His tile system is installed using perforated HDPE pipe three feet underground. “Any deeper and you get into the subsoil and it won’t draw as well. You want to keep it as shallow as you can but not so shallow where you might hit it with the tillage equipment. We have very dark, natural prairie grass soil with the topsoil running about two feet deep. The worst thing is that it holds water and that’s why you need to drain it. You get it to drain, and you really have something good.”
The good, however, does come with the downside of having the water carry off some nitrogen with it. Collecting it and controlling it is now possible because of the HDPE tile drainage system and the bioreactor. “The tiles are a pathway for nitrates to leave the field,” says John. “I view it as a process of recognizing it as an issue, quantifying it as an issue,
and then developing the industry, farmers, land owners and conservation organizations to effectively deal with it. I view drainage water management and bioreactors, and additionally, wetlands and saturated buffers as all potential ways to deal with nitrogen in tile water. It starts with trying to manage the fertilizer as effectively as possible. But even with the most conscientious efforts in fertilizer management, some nitrogen will be lost, so developing a way to deal with the nitrates once they reach the tiles provides a highly beneficial and environmentally positive solution.”
PPI’s executive director, Tony Radoszewski provides his perspective. “The situation is similar to the one we all faced with vehicle pollution. To solve the problem, no one was willing to give up driving. But solutions were developed such as emission controls on cars and more efficient fuels.
“Today, no one wants to give up eating. Drainage systems are required to get the yield from a farm. If corrugated HDPE pipe wasn’t being used on farms today, fields would be flooded and
unable to produce anywhere close to the same level of crop. As a matter of fact, some would raise none. And there are treatment methods readily available to modify the amount of elements in the runoff.”
One of the industry manufacturers who is leading and helping with the study is Steve Baker of Springfield Plastics, a PPI member company. Baker is the chairman of the PPI’s Corrugated Polyethylene Pipe Association (CPPA) division’s agricultural committee. “Using drain water management techniques helps to hold nitrogen and phosphorus on the farm. And that’s the whole issue. For a farm field that has a bit of slope to it, structures such as dry dams or terraces can be put in so that when the water runs off it can be slowed down and the silt is kept on the farm. That’s a typical conservation practice,” explains Baker. “But when you have land that is flat as a pancake, and there’s no water running off, those fields must be tiled. When you tile them, they are very high producing.

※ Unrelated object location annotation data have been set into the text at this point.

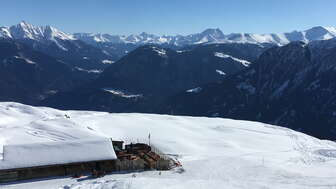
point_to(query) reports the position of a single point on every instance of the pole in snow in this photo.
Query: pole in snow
(149, 139)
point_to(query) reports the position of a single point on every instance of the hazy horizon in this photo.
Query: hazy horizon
(171, 17)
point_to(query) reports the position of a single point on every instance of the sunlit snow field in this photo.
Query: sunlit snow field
(215, 153)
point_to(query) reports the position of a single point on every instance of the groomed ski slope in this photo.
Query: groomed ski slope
(215, 153)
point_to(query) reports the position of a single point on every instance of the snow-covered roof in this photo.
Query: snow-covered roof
(54, 153)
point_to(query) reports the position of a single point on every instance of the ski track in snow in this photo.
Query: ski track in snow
(215, 153)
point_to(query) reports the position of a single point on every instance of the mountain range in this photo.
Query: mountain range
(25, 30)
(293, 86)
(284, 79)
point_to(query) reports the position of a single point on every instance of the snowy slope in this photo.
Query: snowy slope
(215, 153)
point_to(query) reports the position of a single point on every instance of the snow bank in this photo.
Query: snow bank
(214, 152)
(53, 153)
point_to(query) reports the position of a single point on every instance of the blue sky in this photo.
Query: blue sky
(170, 16)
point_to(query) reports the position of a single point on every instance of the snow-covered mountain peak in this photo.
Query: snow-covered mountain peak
(24, 30)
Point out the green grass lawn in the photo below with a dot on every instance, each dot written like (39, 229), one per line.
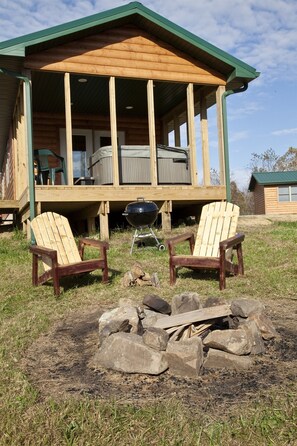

Some of the best corn and soybean crop land in the world is here in the United States
being drained with underground pipes. The water percolates through the soil and if it has nitrogen, it goes into the pipe. The whole idea is to get rid of the excess water, it runs through the pipe and off the farm. The drainage water management practice that we’ve studied with the ADMC and the AWI has shown that when we keep the water up here at the right time, we keep that nitrogen here. We have studied and put to the test sound drainage water management practices and the bioreactor. This combination works.”
The bioreactor unit helps to remove nitrates from the water carried in the tile drainage system.
One of the researchers leading the program is Dr. Richard Cooke of the Department of Agricultural and Biological Engineering at the University of Illinois, Urbana-Champaign. “The bioremediation technology works at the end of the system by removing elements in the water through the metabolism of stationary micro-organisms as the water flows past,” he states. “The bioreactor consists of a buried trench with woodchips through which the water
flows before entering the surface water. Micro-organisms from the soil colonize the woodchips. These micro-organisms eat the carbon from the woodchips and take in the nitrate from the water. Just as a human being breathes in oxygen and exhales carbon dioxide, these microorganisms breathe in nitrate and exhale nitrogen, which exits the bioreactor and goes into the atmosphere as an inert gas. Through this mechanism, called the denitrifcation pathway, nitrate is removed from the tile water before it can enter the surface water.”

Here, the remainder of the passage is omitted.